Silicon and silicon-nitrogen impurities in graphene: structure, energetics and effects on electronic transport
Mikko M. Ervasti, Zheyong Fan, Andreas Uppstu, Arkady Krasheninnikov,, Ari Harju

TL;DR
This study combines theoretical modeling and large-scale simulations to understand how silicon and silicon-nitrogen impurities affect graphene's structure, electronic properties, and transport behavior, revealing impurity-induced magnetism and localization effects.
Contribution
It provides new insights into impurity structures, their electronic and magnetic effects, and develops models for large-scale transport simulations in impurity-doped graphene.
Findings
Nitrogen, oxygen, and hydrogen are trapped at silicon impurities, altering electronic properties.
Nitrogen doping induces local magnetic moments and spin-dependent transport.
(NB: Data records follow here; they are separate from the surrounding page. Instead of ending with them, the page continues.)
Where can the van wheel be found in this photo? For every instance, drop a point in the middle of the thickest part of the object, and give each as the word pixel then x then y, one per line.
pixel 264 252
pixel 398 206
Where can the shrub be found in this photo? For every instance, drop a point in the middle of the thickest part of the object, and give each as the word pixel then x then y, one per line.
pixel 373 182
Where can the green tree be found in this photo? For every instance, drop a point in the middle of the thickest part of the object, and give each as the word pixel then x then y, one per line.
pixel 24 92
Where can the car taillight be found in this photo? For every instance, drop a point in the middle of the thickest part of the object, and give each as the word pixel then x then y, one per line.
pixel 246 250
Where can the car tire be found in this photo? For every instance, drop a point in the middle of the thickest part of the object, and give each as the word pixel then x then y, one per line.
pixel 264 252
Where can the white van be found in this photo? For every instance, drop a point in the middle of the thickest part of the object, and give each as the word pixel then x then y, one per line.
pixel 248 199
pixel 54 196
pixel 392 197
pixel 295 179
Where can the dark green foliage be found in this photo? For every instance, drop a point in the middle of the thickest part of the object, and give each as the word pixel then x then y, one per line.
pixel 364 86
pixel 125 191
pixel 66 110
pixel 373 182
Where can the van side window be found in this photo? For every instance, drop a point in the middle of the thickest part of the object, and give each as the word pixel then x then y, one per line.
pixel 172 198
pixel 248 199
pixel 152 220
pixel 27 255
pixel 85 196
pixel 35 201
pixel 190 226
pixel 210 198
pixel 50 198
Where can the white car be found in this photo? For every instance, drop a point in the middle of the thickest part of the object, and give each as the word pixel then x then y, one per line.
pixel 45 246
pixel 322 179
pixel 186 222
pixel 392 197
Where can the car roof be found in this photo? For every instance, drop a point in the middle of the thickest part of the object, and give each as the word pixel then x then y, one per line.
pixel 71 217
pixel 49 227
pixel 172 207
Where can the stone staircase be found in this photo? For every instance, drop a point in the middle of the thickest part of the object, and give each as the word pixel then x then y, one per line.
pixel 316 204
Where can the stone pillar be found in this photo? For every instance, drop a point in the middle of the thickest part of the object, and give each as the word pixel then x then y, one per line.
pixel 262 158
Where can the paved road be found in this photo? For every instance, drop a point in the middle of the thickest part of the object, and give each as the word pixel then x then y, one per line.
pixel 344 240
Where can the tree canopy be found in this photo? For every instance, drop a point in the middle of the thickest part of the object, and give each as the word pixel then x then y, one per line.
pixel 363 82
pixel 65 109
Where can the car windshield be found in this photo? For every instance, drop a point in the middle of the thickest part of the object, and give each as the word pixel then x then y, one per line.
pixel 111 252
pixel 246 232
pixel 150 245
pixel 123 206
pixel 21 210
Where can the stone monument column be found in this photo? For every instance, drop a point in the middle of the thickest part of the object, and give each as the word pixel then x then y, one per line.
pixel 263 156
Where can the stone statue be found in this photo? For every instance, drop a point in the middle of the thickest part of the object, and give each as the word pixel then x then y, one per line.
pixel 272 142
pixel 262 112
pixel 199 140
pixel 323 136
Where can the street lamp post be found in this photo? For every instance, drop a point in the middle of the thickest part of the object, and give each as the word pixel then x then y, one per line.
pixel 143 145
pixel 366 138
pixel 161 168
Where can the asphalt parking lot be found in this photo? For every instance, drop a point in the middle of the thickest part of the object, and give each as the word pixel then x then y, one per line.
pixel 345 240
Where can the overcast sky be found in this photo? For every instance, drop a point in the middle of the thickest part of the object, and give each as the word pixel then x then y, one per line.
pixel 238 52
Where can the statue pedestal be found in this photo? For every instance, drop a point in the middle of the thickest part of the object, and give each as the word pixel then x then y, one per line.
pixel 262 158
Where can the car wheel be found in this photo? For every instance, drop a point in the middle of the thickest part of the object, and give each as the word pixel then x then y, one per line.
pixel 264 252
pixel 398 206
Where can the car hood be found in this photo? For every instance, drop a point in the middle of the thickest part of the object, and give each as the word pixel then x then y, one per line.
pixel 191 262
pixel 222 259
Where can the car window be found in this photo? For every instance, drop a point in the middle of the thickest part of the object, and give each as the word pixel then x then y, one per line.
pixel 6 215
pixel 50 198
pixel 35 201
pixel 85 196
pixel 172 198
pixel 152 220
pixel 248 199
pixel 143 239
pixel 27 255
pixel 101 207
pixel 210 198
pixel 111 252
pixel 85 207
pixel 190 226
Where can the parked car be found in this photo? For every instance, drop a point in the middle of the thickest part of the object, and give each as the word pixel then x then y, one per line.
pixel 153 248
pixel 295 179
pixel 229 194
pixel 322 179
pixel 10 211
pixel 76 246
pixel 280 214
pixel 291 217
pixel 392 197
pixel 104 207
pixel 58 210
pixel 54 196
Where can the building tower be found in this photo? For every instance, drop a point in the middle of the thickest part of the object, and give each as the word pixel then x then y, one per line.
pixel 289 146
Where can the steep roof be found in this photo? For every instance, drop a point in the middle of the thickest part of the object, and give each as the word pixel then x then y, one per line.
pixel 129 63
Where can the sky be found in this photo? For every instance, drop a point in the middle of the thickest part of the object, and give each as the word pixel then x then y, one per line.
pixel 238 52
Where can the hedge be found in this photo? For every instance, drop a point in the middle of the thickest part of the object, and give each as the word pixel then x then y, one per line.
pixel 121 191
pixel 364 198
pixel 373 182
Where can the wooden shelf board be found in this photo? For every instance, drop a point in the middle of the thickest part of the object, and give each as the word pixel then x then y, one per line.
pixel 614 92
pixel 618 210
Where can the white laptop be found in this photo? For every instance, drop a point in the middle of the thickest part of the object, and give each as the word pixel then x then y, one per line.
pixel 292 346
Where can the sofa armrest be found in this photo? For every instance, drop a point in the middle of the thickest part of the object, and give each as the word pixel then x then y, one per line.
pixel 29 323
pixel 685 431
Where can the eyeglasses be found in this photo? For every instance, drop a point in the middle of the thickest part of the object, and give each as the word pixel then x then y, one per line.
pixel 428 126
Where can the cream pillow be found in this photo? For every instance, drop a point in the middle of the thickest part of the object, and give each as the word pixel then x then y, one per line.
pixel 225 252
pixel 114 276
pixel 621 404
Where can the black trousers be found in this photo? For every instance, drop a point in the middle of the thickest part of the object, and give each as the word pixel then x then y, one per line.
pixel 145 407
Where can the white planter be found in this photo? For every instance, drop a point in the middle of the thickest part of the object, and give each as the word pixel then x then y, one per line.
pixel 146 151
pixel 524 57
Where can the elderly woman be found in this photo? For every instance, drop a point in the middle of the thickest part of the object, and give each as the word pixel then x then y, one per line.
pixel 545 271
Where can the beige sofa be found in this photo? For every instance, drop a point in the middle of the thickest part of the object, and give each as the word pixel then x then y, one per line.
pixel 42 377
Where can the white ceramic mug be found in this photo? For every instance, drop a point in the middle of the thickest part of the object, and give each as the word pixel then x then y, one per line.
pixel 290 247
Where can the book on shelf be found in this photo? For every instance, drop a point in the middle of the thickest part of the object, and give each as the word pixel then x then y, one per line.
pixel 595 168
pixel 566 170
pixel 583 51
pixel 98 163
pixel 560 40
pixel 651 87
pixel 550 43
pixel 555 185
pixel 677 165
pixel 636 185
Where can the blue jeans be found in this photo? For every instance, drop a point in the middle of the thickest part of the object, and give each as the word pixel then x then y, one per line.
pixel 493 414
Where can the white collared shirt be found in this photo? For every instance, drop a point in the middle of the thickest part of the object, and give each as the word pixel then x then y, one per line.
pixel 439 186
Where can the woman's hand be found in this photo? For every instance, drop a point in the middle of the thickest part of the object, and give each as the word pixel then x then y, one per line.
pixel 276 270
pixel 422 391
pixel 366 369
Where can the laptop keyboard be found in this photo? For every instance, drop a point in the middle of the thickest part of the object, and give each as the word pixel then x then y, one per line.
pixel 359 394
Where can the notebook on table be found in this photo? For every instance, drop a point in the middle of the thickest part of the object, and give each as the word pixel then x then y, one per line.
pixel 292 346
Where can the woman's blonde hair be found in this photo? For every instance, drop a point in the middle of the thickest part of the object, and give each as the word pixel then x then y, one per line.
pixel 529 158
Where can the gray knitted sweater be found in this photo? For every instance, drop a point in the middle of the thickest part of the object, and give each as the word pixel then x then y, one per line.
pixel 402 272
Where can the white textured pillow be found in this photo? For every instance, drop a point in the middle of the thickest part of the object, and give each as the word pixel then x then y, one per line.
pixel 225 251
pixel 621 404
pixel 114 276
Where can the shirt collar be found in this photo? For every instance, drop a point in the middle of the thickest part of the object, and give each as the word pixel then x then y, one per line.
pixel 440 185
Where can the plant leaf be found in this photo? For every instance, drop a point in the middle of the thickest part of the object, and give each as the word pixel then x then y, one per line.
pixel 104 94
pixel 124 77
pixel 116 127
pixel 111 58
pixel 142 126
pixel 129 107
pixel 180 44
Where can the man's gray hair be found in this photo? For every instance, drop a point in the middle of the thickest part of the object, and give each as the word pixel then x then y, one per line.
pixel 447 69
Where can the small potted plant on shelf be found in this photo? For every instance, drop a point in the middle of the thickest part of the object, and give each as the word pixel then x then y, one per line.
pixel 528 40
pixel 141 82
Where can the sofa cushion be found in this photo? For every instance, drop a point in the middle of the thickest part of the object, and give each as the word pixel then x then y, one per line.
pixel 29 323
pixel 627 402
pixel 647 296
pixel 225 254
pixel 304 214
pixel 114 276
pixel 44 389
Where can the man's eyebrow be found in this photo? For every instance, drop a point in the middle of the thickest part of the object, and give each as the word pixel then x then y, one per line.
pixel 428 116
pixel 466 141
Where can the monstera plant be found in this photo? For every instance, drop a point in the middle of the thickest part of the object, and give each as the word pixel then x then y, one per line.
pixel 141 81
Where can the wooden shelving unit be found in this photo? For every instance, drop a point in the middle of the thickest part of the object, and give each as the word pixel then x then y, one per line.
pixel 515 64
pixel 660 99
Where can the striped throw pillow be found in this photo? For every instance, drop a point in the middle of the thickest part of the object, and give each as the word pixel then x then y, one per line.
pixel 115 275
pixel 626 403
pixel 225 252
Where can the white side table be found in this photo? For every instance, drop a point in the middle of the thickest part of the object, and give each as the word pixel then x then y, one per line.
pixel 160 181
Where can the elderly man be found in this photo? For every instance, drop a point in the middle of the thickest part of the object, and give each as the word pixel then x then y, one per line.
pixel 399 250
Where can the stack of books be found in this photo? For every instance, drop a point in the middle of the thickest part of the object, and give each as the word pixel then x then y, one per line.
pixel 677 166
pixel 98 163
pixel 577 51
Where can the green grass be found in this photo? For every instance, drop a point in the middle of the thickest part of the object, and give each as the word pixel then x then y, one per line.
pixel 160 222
Impurities can cause strong localization and distinctive scattering in graphene.
Abstract
We theoretically study the atomic structure and energetics of silicon and silicon-nitrogen impurities in graphene. Using density-functional theory, we get insight into the atomic structures of the impurities, evaluate their formation energies and assess their abundance in realistic samples. We find that nitrogen, as well as oxygen and hydrogen, are trapped at silicon impurities, considerably altering the electronic properties of the system. Furthermore, we show that nitrogen doping can induce local magnetic moments resulting in spin-dependent transport properties, even though neither silicon nor nitrogen impurities are magnetic by themselves. To simulate large systems with many randomly distributed impurities, we derive tight-binding models that describe the effects of the impurities on graphene {\pi} electron structure. Then by using the linear-scaling real-space Kubo-Greenwood method,…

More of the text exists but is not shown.